I turned 69 this year.

When I was first diagnosed, they really didn't give my parents much hope that I would even live to be 20. I actually was waiting to die, and so when I didn't die by 32, I was like, "Okay, I'm gonna tear it up." Let's talk about sickle cell disease, but before we get there, we have to start at the beginning. I was about to say, what would you like to know first, really? It's been a, this has been a lifetime of experiences since a child, in and out of hospitals, you know, near-death experiences, the whole thing. It just means more relatable stories that get to come. Everyone who gets the opportunity to experience this, to see the beautiful imagery of these individuals, that they feel the power of people living with sickle cell disease.

When I say a challenge, it's times where you're not normal, when the world around you is normal, in a sense. So it's more on the side of living outside the box while everybody lives inside. Thank you. Thank you, thank you. We are incredibly proud, to do the work. I think we all h-here, many of us in this room, we're trying to do good work and advance healthcare, and it's a beautiful thing. So 30 minutes goes by faster than you think. It sure does. You say your name, and then 30 minutes is up. I don't know if we have time, if there's any one or two questions to be answered.

She said one. Okay, not two, but one. We have one. Thank you. All right. On our way, on our way. Okay. I don't have a question, I just wanted to, share a story. a year and a half ago, I lost one of my closest friends, and she had the sickle cell trait, and she knew that she had the sickle cell trait.

She would always talk about it when we were in college, you know, "You know I have the sickle cell trait." But she never, she was never educated around what that could mean, right? And so, looking back now, about a year and a half ago, she started going into menopause, 55 years old, started menopause. obviously that came with the hot flashes and the night sweats. she ended up getting really bad back pain and going to the hospital, where they found a massive tumor on her kidney. And- Oh this was in a c- a city, not with a great teaching hospital, anything like that, but she went two hours away into, to a teaching hospital.

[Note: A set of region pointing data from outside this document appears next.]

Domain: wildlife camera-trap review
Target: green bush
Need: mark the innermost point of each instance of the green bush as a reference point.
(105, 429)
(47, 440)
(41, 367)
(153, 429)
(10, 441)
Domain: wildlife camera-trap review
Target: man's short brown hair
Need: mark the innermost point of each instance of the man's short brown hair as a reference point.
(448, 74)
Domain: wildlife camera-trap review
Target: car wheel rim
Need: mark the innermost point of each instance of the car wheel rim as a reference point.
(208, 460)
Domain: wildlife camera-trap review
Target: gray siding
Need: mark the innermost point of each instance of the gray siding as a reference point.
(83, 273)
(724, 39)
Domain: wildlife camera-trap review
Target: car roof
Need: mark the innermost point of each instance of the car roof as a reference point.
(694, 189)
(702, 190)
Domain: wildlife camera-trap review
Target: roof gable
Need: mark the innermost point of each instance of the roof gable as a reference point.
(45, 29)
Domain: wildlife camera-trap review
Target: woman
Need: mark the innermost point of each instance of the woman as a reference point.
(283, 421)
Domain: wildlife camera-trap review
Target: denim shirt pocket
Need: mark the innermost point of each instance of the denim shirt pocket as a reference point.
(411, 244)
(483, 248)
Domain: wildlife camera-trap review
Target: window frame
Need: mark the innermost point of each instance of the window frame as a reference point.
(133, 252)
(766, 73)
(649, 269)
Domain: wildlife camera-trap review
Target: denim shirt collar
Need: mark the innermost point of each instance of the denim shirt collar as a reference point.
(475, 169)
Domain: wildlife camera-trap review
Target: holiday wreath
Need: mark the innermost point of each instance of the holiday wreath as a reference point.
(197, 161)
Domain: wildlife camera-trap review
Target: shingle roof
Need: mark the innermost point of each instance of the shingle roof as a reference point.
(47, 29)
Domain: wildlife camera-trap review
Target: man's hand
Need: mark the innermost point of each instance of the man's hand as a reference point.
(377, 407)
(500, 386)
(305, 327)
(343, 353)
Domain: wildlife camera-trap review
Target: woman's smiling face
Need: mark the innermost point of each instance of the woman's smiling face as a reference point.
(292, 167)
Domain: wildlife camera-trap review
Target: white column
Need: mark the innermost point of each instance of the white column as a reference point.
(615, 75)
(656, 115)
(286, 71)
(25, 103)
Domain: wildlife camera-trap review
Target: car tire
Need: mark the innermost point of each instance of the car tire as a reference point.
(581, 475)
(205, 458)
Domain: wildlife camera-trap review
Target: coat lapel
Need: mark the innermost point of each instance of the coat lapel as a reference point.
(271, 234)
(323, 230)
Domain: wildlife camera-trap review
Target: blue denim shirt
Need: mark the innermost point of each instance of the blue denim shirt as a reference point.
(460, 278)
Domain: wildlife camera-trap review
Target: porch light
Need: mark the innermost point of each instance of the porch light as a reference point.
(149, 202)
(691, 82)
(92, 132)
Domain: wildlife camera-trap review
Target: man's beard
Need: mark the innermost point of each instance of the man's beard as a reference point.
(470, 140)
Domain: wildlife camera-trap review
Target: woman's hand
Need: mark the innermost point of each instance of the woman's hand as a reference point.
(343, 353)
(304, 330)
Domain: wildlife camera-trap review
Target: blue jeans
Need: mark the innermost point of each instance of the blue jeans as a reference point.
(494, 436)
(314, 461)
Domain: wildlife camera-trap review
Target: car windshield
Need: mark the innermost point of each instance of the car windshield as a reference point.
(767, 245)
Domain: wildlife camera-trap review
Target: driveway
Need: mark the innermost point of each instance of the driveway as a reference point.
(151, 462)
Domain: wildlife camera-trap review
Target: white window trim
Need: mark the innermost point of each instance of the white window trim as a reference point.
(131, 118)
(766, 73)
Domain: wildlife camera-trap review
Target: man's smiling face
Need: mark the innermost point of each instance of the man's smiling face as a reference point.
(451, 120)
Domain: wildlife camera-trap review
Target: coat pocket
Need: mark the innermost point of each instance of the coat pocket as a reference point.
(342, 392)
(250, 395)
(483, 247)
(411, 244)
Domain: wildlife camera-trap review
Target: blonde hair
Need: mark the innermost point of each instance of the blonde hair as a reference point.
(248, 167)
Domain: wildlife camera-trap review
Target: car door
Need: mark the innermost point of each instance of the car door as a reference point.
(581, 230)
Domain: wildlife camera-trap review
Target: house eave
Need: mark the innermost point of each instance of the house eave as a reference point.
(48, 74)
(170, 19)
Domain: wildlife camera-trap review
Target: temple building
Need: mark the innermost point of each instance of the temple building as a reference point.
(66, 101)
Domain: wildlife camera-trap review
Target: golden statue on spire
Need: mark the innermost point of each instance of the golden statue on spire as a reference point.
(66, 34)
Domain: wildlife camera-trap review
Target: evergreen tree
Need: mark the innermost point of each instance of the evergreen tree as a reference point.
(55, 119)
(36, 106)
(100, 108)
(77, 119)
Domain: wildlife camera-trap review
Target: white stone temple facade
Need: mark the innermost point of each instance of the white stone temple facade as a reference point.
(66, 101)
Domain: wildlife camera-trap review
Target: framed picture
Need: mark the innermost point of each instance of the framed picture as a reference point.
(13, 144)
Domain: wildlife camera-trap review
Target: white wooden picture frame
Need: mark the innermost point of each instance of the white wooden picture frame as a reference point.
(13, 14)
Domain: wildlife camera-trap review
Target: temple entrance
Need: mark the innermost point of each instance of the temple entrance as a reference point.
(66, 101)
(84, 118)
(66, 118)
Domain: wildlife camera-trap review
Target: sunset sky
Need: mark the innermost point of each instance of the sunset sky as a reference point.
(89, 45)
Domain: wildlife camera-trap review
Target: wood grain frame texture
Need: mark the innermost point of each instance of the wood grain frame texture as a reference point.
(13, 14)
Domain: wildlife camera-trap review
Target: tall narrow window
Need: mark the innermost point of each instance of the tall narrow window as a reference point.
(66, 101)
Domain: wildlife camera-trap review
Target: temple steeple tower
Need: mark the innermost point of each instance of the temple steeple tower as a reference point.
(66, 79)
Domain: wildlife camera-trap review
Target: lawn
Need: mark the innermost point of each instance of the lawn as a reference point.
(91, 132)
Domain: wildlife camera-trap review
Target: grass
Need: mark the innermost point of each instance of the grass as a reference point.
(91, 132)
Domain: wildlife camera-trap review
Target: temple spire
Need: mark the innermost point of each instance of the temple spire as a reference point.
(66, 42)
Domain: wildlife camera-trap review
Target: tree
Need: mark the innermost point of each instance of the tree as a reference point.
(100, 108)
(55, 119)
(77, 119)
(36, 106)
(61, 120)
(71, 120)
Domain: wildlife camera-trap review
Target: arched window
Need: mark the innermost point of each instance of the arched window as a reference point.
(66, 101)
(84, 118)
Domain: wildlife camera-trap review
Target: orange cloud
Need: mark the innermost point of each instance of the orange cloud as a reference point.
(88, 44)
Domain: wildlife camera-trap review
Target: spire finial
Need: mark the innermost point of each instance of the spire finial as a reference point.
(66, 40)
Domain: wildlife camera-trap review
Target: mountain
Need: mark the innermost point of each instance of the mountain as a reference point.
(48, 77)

They still could not identify what was going on, and it was renal cell carcinoma- Carcinoma as a result of overheating- The cell trait while having the sickle cell trait. And I remember reading every paper imaginable, because I was trying to find a, a clinical trial. We found one at MD Anderson, and I said, "Okay, if you are..." 'Cause I was doing these phone calls myself. I'm in, I'm in pharma. so I said, "If you can get comfortable enough, I will fly you and your husband so that you get there." and, unfortunately, she never left the hospital after that. So I, I share that because that is the unknown, not-- There's probably m- more understood by patients that have sickle cell, because there's education, this is what you can expect.

but certainly even just having the trait, not knowing what to expect. So, and, and honestly, I don't think her physicians actually identified, that it was the overheating that she was experienced through menopause.

We did our own research, 'cause she was in pharma too, so we were both reading through the papers, and that was our hypothesis and, shared it with the doctor later that said, "Yeah, that probably was it." I am so sorry for your loss. I really am, and that's, it is a rare cancer, but it's classic for sickle cell trait, and it's pretty lethal. So I sincerely, I, I mean, I really em-empathize with the family, and you're right. The knowledge, the awareness needs to go beyond just the disease, but also the risk factors that people who have trait also suffer. Thank you for sharing that.